Le 7 février, la péninsule ibérique a été submergée par la tempête Marta, entraînant des pluies torrentielles et des vents violents, principalement dans le sud de l'Espagne et au Portugal. Cette calamité a coûté la vie à un pompier volontaire de 46 ans lors d'une opération de secours dans une rivière à Campo Maior, dans le district de Portalegre, comme l'a rapporté l'Autorité nationale de protection civile.
Ce nouvel épisode météorologique s'inscrit dans une série d'événements climatiques extrêmes ayant déjà causé de lourdes pertes, suite à la dépression Leonardo ayant précédemment fait des victimes dans les deux pays. Le Premier ministre portugais, Luis Montenegro, a décrit ces conditions comme "exceptionnellement violentes", soulignant la répétition de tels phénomènes depuis janvier.
Des milliers d'évacués en Andalousie
En Espagne, c'est principalement en Andalousie que les conséquences de la tempête se sont fait ressentir, selon l'agence météorologique nationale Aemet. Le président andalou, Juan Manuel Moreno, a déclaré lors d'une conférence de presse : "Nous n'avons jamais vu une telle série de tempêtes". Les pluies intenses ont entraîné la fermeture de nombreuses routes et la suspension du trafic ferroviaire.

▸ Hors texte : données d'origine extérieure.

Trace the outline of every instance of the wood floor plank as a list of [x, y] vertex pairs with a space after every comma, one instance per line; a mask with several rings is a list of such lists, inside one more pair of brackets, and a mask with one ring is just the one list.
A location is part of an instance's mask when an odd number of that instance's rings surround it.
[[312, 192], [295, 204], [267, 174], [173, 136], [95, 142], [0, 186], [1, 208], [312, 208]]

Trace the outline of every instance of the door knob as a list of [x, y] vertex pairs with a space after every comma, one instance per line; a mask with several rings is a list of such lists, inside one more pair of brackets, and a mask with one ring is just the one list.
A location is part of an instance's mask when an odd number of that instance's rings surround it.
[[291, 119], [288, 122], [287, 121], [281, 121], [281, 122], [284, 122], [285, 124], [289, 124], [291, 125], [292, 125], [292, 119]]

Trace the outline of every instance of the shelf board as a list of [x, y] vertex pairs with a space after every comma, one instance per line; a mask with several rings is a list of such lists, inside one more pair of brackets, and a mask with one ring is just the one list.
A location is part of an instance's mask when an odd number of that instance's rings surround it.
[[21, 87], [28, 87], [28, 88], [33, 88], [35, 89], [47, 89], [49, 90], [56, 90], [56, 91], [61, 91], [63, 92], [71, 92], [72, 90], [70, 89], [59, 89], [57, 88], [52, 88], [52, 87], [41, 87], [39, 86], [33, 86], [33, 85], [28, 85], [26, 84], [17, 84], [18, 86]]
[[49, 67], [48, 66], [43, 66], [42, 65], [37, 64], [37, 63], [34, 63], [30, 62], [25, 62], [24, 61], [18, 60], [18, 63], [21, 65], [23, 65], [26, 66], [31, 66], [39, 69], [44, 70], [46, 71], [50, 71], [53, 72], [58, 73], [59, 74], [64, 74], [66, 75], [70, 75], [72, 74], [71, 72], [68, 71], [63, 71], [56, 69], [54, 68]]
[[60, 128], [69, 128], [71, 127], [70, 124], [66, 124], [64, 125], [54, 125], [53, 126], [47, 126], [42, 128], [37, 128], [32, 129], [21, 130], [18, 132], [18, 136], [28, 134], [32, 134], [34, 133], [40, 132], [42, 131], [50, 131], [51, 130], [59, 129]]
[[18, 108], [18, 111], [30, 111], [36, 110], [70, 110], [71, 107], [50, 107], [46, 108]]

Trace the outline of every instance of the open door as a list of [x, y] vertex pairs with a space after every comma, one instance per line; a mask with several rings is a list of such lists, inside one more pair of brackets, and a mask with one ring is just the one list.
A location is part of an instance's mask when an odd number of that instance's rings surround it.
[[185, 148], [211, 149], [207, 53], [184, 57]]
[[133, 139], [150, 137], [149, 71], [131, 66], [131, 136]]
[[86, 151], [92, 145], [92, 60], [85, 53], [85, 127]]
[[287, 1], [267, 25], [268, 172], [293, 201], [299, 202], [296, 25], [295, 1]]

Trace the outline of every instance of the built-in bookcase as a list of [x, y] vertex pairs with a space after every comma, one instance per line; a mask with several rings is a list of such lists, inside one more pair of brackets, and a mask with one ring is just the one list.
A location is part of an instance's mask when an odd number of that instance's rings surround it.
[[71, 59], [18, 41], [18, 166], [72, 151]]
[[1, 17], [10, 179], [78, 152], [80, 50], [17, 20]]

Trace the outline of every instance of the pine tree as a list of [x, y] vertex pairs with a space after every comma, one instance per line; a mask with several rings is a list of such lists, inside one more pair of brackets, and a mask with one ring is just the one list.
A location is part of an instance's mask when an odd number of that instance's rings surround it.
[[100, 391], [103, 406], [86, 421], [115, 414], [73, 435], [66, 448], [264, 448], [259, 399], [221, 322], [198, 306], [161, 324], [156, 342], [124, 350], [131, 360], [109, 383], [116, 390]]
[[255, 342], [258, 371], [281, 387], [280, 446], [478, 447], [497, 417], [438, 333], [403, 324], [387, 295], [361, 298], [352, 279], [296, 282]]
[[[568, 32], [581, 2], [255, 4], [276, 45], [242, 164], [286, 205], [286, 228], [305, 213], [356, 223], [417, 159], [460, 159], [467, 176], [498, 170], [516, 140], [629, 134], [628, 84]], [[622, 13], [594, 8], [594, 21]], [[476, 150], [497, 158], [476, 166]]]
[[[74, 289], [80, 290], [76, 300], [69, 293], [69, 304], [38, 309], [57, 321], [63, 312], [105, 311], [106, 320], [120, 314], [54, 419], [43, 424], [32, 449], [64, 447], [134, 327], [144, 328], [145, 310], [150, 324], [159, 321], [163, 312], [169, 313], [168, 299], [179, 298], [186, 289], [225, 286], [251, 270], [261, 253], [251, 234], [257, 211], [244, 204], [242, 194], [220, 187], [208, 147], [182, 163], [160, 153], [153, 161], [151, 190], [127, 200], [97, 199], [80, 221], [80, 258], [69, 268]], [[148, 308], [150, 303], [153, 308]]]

Environ 11 000 personnes ont dû être évacuées de leurs domiciles dans les zones touchées, et les dommages matériels, combinés à ceux causés par la dépression précédente, devraient entraîner un impact économique de plusieurs millions d'euros. "Le secteur agricole souffre énormément", a précisé Moreno, en mentionnant les travaux de réparation routière estimés à plus de 500 millions d'euros. Face à cette situation jugée "inédite", la région prévoit de demander l'assistance de l'État espagnol et du Fonds de solidarité de l'Union européenne, qui est activé lors de catastrophes naturelles majeures.